Las mejores frases de El Nombre de la Rosa de Umberto Eco

El nombre de la rosa (título original Il nome della rosa en italiano) es una novela histórica de misterio escrita por Umberto Eco y publicada en 1980.

Ambientada en el turbulento ambiente religioso del siglo xiv, la novela narra la investigación que realizan fray Guillermo de Baskerville y su pupilo Adso de Melk alrededor de una misteriosa serie de crímenes que suceden en una abadía de los Apeninos ligures.

La gran repercusión de la novela provocó que se editaran miles de páginas de crítica de El nombre de la rosa, y se han señalado referentes que incluyen a Jorge Luis Borges, Arthur Conan Doyle y el escolástico Guillermo de Ockham.




El verdadero amor quiere el bien del amado.

Las únicas verdades que sirven son instrumentos que luego hay que tirar.

No todas las verdades son para todos los oídos.

Que tranquila seria la vida sin amor, (…), que tranquila y que insulsa…

Sin unos ojos que lo lean, un libro contiene signos que no producen conceptos. Y por lo tanto, es mudo.

La risa es la debilidad, la corrupción, la insipidez de nuestra carne.

Nada hay que ocupe y ate más el corazón que el amor.

Es mejor que el que nos infunde miedo tenga más miedo que nosotros.

Los libros no están hechos para pensar, sino para ser sometido a investigación.

Un sueño es una escritura y muchas escrituras no son más que sueños.

El conocimiento hace sufrir y aquel que hace crecer su conocimiento hace crecer también su sufrimiento.

Cuando no dispone de armas para gobernarse, el alma se hunde, por el amor, en la más honda de las ruinas.

No hay progreso, no hay revolución de las épocas en las vicisitudes del saber, sino, a lo sumo, permanente y sublime recapitulación.




Adso: ¿Creéis que este lugar está alejado de la mano de Dios? Guillermo: ¿Conoces algún lugar donde Dios se sienta cómodo?

Los simples son carne de matadero: se los utiliza cuando sirven para debilitar al poder enemigo, y se los sacrifica cuando ya no sirven.

Creo que, como los baños, la risa es una buena medicina para curar los humores y otras afecciones del cuerpo, sobre todo la melancolía.

En el fondo, la pregunta fundamental de la filosofía (igual que la del psicoanálisis) coincide con la de la novela policíaca: ¿quién es el culpable?

La ciencia no consiste sólo en saber lo que debe o puede hacerse, sino también en saber lo que podría hacerse aunque quizá no debiera hacerse.

El sabio debe velar de alguna manera los secretos que descubre, para evitar que otros hagan mal uso de ellos. Pero hay que descubrir esos secretos, y esta biblioteca me parece más bien un sitio donde los secretos permanecen ocultos.

El libro es una criatura frágil.
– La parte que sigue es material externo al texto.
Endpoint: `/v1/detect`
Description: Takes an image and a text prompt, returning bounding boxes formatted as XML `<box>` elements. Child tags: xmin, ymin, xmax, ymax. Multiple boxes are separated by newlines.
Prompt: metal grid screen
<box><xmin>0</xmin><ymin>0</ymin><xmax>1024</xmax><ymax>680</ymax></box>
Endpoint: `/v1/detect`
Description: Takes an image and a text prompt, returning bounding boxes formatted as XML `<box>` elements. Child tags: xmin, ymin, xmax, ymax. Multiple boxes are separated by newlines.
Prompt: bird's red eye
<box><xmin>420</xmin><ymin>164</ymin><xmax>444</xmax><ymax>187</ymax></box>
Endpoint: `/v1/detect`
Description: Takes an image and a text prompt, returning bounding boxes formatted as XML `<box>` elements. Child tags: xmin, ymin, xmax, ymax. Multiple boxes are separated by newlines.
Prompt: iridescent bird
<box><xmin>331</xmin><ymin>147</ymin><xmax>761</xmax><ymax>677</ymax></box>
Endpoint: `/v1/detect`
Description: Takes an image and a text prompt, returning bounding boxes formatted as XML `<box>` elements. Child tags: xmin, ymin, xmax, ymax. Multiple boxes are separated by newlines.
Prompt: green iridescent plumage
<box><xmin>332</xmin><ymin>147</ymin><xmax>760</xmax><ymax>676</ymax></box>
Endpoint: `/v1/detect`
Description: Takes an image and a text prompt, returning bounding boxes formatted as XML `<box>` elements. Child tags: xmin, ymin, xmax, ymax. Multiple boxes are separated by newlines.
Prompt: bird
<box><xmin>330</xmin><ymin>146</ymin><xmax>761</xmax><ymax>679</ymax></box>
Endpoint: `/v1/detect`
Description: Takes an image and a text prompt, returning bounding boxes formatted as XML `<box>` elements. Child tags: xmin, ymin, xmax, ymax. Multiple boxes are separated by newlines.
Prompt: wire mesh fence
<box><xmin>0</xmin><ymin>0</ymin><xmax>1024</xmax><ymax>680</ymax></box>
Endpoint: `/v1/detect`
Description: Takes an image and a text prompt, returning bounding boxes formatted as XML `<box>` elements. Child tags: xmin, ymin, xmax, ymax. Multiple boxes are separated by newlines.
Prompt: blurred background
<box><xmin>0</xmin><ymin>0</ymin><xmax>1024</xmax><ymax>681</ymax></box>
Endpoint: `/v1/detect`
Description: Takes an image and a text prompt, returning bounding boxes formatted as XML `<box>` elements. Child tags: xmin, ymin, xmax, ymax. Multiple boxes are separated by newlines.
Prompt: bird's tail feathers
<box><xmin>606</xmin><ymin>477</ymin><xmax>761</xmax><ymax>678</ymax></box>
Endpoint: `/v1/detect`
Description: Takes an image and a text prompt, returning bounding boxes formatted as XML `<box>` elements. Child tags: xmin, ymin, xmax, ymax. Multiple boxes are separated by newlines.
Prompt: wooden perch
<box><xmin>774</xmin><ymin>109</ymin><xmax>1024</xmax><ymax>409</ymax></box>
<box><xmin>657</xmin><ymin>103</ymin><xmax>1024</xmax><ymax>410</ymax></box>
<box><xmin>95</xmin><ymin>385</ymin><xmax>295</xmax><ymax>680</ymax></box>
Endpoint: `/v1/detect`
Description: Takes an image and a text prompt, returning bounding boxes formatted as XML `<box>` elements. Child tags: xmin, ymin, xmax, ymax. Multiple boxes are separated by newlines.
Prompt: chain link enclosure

Sufre el paso del tiempo, el acoso de los roedores y las manos torpes, así que el bibliotecario protege los libros no sólo contra el género humano sino también contra la naturaleza, dedicando su vida a esta guerra contra las fuerzas del olvido




(…) E iban matando a todos los judíos que encontraban a su paso, y se apoderaban de sus bienes… ¿Por qué a los judíos? -pregunté. Y Salvatore me respondió: – ¿Por qué no? Entonces me explicó que toda la vida habían oído decir a los predicadores que los judíos eran los enemigos de la cristiandad y que acumulaban los bienes que a ellos les eran negados. Yo le pregunté si no eran los señores y los obispos quienes acumulaban esos bienes a través del diezmo, y si, por tanto, los pastorcillos no se equivocaban de enemigos. Me respondió que, cuando los verdaderos enemigos son demasiado fuertes, hay que buscarse otros enemigos más débiles. Pensé que por eso los simples reciben tal denominación. Sólo los poderosos saben siempre con toda claridad cuáles son sus verdaderos enemigos.